Un coche circula constantemente por el carril exterior de una rotonda a la espera de la víctima propicia: en cuanto puede, provoca una colisión leve con un coche que avanzaba por el carril interior y acababa de indicar con el intermitente su intención de salir de la glorieta. Los conductores implicados bajan de sus turismos. El engaño está en marcha.

Con el reglamento en la mano, el vehículo que circulaba por fuera tiene la razón, así que consigue firmar un parte amistoso de accidentes y se las apaña para obtener en el centro médico un parte de lesiones. Ya puede solicitar una indemnización a la aseguradora.

Se trata de uno de los fraudes más comunes a las compañías de seguros en España, donde el número de mafias organizadas ha crecido un 152% en los últimos cinco años. Según el 4º Barómetro del Fraude en el Seguro de Autos de Línea Directa, 6 de cada 100 accidentes declarados en España son falsos, cifra que multiplica por 3,5 los datos de 2009.

Propietarios de talleres que fingen accidentes, familias enteras dedicadas a la recreación de falsos siniestros… Los profesionales del fraude encuentran argumentos propios de las películas para intentar engañar a las aseguradoras, y son estos los casos que alarman al sector, más allá de los intentos particulares.

“Aunque sea muy reprobable el que un conductor trate de engañar a su aseguradora, el problema que más preocupa a los equipos antifraude de las compañías es, sin duda, el de las mafias organizadas”, reconoce el director de Gobierno Corporativo de Línea Directa, Francisco Valencia.

Hay razones para la preocupación en el sector: se calcula que en España operan unas 400 bandas vinculadas con otros delitos graves, con una estructura muy jerarquizada y centradas en obtener indemnizaciones por daños corporales en el denominado fraude carrusel, en el que se trata de engañar a varias compañías de seguros de forma continuada. Los importes medios de sus estafas multiplican por 10 a los fraudes realizados de forma individual, superando, de media, los 12.000 euros de coste.

DEFRAUDAN MÁS LOS JÓVENES

De forma paralela al barómetro, Línea Directa ha realizado una encuesta para dibujar el perfil del defraudador particular. Los hombres jóvenes de 18 a 24 años desempleados o con trabajos precarios son los más proclives a engañar a sus aseguradoras.
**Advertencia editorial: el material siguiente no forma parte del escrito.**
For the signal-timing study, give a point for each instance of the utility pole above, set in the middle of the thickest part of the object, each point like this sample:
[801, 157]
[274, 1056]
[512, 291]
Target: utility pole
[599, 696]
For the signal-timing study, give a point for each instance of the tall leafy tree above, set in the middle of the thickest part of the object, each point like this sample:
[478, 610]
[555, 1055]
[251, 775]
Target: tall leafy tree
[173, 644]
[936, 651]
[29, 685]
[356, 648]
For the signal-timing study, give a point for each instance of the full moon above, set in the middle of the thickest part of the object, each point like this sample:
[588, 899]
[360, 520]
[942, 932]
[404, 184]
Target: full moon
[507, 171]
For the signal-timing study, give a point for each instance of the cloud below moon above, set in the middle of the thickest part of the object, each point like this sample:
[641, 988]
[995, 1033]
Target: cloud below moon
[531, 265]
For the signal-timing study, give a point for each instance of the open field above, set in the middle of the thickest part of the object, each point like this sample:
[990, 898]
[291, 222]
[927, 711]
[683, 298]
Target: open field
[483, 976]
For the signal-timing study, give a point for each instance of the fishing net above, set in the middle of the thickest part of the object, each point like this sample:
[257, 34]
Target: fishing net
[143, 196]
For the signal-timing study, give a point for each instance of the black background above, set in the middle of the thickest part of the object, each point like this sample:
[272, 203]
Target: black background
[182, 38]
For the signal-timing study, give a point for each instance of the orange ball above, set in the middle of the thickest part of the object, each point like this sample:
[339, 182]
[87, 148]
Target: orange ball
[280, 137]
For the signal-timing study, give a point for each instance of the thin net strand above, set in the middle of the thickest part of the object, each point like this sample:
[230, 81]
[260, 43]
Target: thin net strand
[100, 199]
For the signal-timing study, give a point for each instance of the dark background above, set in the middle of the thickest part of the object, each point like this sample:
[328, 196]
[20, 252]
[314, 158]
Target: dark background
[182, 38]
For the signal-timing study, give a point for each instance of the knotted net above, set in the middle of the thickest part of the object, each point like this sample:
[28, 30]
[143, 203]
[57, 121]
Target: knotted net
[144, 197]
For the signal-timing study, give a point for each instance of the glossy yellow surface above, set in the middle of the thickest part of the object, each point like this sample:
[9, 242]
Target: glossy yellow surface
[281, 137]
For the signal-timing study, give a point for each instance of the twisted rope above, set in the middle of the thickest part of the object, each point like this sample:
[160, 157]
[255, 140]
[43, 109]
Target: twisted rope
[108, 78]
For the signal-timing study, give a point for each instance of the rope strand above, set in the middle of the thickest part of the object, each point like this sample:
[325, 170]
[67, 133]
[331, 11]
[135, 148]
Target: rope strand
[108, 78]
Los hombres cometen más fraude que las mujeres (fundamentalmente para tener el coche impoluto), mientras que las mujeres simulan más lesiones que los hombres.

Según los resultados el estudio, el mayor número de engaños a las compañías se produce en Murcia, Almería y Jaén; en el lado opuesto, los índices más bajos se registran en Soria, Teruel y Pontevedra.

El importe medio de las estafas asciende a 1.286 euros, pero la cifra varía mucho en función del engaño de que se trate. En daños materiales, la media es de 309 euros, mientras que en las reclamaciones por falsos daños corporales la cifra crece hasta un promedio de 15.500. En conjunto, el fraude que soporta el sector es de 833 millones de euros anuales.

Entre los engaños relacionados con los daños materiales, la estafa más común consiste en incluir en el parte de accidente daños ajenos al siniestro (80,5% de los casos), muy por delante de los montajes (12%), el falso hurto (2,2%) o los presupuestos inflados (1,9%). En cuanto a las lesiones, el 99% son simulaciones o falsos agravamientos de un daño real. Hay un anecdótico 1% de casos en los que se pretende cobrar por lesiones que ya se sufrían antes del accidente.